We need lye to make handcrafted soap. But there is no lye left in the soap. To understand why there is no lye in soap, you need to understand the difference between a physical change, and a chemical change.
Physical Change verses Chemical Change
A physical change affects the form of something, not the chemical composition. Ice melting, dissolving Kool-Aid into water, breaking a juice glass are all physical changes. Water is still H2O, if it’s a solid (ice cube), liquid (water) or a gas (steam). Once the water evaporates from your Kool-Aid, you’re left with the same dried Kool-Aid you started with. You may not be able to put the broken juice glass back together, but the broken pieces are still glass. The chemical composition is the same.
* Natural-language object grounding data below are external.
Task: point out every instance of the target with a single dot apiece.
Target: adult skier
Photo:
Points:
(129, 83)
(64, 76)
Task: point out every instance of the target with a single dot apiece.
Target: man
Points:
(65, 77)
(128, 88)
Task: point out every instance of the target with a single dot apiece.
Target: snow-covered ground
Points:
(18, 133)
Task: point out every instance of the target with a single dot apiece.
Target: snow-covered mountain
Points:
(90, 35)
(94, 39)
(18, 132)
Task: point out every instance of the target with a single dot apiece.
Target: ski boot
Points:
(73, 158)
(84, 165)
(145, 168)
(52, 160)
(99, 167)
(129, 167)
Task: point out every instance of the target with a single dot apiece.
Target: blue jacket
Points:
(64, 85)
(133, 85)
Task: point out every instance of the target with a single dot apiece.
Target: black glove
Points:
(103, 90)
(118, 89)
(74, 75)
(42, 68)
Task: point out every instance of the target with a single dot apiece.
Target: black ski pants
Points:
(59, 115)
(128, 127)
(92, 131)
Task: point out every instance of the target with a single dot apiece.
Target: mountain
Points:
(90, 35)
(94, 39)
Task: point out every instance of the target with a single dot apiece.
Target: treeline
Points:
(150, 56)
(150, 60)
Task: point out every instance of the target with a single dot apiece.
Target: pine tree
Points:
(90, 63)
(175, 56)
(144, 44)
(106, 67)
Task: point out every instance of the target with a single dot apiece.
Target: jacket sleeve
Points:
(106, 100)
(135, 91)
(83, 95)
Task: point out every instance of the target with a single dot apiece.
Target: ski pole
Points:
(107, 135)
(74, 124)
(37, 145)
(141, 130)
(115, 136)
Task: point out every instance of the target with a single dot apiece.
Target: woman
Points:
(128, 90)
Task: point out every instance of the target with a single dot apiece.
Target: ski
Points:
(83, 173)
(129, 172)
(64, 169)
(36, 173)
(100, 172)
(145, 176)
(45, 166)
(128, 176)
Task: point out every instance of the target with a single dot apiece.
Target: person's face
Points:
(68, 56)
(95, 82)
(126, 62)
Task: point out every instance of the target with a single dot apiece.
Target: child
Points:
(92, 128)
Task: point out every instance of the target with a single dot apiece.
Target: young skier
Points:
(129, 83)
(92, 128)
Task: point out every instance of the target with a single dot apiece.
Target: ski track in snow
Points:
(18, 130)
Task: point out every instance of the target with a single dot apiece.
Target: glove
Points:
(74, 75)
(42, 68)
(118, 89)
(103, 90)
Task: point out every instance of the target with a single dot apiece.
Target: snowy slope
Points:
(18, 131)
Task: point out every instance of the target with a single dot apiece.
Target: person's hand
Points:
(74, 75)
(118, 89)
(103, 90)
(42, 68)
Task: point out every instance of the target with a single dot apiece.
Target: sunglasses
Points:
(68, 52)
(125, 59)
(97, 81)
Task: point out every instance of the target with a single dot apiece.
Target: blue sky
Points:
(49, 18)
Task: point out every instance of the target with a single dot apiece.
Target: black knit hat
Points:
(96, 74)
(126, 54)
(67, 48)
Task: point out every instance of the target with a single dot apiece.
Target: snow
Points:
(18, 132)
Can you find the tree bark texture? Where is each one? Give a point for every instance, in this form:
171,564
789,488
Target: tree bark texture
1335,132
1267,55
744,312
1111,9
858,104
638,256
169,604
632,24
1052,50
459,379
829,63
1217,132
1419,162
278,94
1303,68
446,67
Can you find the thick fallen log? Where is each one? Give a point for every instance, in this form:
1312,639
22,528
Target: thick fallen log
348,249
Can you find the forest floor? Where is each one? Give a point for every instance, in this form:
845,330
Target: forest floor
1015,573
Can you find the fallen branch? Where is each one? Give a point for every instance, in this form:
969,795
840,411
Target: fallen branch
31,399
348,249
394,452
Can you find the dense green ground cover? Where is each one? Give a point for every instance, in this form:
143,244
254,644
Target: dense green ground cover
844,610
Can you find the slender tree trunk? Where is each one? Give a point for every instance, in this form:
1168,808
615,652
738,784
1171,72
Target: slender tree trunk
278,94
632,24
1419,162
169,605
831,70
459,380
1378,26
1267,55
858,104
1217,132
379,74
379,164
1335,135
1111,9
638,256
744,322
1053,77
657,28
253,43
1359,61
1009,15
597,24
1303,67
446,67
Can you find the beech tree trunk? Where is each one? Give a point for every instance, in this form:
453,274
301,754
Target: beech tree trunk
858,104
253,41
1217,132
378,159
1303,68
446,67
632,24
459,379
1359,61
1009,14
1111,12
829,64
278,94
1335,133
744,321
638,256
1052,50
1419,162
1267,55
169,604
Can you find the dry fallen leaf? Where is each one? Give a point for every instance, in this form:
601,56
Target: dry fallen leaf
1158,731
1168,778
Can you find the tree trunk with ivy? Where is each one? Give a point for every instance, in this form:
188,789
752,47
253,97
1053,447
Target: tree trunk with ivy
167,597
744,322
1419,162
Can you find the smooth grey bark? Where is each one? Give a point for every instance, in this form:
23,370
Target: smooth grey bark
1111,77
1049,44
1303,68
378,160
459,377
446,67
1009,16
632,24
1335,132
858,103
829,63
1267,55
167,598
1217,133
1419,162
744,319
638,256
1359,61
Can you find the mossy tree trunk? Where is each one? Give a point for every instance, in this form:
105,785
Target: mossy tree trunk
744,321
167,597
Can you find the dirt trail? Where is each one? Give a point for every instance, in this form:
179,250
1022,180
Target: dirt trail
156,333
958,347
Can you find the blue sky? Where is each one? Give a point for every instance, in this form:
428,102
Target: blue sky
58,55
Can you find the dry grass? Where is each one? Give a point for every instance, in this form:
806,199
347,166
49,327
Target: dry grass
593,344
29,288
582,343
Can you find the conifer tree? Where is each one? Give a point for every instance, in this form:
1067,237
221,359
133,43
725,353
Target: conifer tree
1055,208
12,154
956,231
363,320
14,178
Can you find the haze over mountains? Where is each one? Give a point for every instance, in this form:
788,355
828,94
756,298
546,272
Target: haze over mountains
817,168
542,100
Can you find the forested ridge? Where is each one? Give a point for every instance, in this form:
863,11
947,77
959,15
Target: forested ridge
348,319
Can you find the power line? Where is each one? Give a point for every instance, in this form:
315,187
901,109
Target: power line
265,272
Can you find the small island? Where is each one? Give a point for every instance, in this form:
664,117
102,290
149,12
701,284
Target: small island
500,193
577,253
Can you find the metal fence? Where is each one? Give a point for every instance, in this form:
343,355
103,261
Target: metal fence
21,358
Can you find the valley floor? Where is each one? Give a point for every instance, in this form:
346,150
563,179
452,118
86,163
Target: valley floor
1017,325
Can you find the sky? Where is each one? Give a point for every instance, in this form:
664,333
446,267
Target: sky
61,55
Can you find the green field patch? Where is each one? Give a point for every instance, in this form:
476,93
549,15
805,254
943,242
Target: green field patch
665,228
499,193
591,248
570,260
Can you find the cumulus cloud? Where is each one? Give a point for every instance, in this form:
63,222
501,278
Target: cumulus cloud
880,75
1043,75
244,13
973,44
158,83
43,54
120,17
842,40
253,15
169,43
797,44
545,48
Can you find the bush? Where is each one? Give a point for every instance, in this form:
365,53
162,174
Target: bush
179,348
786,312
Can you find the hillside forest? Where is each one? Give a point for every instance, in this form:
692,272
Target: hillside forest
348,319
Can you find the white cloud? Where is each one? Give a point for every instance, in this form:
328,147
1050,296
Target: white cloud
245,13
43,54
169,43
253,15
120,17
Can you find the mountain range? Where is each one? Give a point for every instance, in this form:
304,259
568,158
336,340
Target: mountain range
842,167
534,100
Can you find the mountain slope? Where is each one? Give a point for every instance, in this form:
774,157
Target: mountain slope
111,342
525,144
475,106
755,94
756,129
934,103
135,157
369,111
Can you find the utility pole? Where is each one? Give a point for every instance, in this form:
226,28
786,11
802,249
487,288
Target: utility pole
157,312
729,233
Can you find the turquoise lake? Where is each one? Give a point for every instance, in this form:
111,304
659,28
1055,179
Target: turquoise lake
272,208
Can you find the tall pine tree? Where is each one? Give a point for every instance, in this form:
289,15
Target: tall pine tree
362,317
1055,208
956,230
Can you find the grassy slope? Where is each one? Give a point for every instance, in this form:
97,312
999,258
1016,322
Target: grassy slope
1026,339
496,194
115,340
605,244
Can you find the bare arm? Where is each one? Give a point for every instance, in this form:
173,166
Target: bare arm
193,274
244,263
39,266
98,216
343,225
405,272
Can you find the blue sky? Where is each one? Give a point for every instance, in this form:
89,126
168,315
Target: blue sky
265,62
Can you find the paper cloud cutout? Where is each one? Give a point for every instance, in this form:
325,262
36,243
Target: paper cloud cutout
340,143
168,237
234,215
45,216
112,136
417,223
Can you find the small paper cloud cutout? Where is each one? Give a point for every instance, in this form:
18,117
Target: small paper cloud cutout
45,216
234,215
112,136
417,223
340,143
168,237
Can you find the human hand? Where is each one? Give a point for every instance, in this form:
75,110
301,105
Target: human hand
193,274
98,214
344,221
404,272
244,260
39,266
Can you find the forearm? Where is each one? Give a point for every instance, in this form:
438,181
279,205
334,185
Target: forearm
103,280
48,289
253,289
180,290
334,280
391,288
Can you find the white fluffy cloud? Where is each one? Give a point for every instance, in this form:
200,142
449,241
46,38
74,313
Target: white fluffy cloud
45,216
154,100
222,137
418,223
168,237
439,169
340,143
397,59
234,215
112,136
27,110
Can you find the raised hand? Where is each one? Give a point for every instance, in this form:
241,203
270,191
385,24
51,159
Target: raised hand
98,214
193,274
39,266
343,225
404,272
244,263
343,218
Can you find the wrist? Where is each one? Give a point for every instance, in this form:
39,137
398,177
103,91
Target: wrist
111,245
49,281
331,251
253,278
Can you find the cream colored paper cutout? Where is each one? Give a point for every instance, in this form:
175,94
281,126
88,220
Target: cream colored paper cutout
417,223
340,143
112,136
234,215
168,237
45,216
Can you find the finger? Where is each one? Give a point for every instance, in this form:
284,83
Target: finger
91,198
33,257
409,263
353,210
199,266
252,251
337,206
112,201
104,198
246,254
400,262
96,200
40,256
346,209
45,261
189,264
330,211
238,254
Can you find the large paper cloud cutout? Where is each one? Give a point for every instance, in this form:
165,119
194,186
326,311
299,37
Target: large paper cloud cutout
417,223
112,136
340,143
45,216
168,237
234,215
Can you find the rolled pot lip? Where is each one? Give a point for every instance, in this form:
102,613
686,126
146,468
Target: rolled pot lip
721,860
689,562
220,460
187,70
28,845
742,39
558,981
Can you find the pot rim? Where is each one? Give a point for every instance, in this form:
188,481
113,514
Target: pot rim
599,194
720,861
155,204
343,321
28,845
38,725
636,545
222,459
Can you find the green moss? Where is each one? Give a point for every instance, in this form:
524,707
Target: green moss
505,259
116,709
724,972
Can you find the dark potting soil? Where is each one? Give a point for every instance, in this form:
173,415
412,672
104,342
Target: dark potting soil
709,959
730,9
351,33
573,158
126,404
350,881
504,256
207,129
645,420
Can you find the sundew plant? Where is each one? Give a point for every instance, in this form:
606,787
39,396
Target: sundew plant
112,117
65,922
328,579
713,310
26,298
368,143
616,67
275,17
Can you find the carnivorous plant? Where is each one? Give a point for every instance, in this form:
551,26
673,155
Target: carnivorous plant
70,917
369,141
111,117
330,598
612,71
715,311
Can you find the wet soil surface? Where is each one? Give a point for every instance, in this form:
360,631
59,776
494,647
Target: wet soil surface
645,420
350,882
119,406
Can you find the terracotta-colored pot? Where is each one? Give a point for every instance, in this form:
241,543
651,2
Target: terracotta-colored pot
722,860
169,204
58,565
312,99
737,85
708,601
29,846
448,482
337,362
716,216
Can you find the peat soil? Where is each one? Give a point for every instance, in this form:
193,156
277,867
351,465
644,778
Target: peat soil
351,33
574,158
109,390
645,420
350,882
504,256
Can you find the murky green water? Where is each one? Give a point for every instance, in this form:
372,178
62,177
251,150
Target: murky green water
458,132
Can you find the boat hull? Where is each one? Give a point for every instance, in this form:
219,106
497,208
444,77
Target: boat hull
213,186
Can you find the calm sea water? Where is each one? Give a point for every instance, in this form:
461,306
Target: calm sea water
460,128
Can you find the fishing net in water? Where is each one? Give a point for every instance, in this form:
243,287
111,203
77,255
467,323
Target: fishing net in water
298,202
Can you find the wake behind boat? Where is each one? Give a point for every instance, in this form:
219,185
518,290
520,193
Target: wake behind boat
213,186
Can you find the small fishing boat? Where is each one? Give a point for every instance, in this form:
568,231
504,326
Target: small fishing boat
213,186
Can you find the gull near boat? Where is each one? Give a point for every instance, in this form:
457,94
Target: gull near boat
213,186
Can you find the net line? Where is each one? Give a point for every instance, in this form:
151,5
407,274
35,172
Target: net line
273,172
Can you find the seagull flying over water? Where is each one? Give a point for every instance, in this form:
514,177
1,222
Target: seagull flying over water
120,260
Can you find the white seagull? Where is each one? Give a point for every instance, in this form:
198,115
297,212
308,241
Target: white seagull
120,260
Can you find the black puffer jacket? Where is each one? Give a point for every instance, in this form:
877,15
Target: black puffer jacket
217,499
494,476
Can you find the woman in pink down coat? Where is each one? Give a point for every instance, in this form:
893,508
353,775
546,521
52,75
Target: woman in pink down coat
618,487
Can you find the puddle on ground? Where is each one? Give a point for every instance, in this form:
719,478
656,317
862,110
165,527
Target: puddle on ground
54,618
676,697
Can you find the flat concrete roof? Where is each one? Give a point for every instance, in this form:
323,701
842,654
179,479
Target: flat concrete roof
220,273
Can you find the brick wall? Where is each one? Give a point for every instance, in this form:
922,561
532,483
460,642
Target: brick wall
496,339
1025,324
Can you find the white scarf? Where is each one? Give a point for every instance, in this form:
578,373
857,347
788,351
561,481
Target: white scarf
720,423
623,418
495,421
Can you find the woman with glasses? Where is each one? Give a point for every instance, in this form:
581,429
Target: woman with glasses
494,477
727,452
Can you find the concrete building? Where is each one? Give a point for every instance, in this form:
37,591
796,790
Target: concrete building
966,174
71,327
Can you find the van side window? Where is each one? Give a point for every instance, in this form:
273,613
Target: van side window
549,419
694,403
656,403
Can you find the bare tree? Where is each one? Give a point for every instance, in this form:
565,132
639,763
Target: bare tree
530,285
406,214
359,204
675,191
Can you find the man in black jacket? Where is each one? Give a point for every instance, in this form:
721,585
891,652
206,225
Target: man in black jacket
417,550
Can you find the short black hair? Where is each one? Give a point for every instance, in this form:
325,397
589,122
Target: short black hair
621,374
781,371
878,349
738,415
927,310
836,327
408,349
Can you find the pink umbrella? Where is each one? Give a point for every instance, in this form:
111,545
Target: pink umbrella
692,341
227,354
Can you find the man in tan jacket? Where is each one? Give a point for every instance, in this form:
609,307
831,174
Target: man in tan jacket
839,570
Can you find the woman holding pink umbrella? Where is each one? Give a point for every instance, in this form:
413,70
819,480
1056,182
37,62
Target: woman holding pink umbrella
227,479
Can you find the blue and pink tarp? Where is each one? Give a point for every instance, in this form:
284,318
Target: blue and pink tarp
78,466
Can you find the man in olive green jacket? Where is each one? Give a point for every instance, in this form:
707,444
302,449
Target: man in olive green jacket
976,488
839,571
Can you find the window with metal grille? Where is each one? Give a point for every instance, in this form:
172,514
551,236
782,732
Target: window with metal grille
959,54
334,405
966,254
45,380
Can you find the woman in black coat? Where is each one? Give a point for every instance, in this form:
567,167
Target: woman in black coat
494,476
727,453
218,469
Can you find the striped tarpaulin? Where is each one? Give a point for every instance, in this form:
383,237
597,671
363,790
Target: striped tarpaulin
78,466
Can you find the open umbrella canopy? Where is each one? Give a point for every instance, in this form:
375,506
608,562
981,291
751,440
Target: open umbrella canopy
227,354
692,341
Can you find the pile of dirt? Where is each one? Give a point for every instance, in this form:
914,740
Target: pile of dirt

A chemical change happens when a substance combines with another to form a new substance. Think about iron and rust. If you leave iron exposed outside (in the presence of moisture and oxygen in the atmosphere), the iron will rust. Rust is a new substance, and it will never go back to being iron, water and oxygen.
Here’s another one. If you take a match to a piece of paper, it will burn into a pile of ash. you can never turn that ash back into paper and a match. It’s been chemically changes.
It’s the same with soap. We take lye and water and mix it with oil. A chemical reaction takes place in the soap pot, and the lye and oils change into soap and glycerin. If you measure everything correctly, there is no lye left in the soap. In fact, unless you’re making laundry soap, soap makers add extra oil to the soap pot so our soaps have a “super-fat”, or extra oil in the bar.
So there is no lye left in soap if it’s been properly made. It’s safe for you to use and enjoy.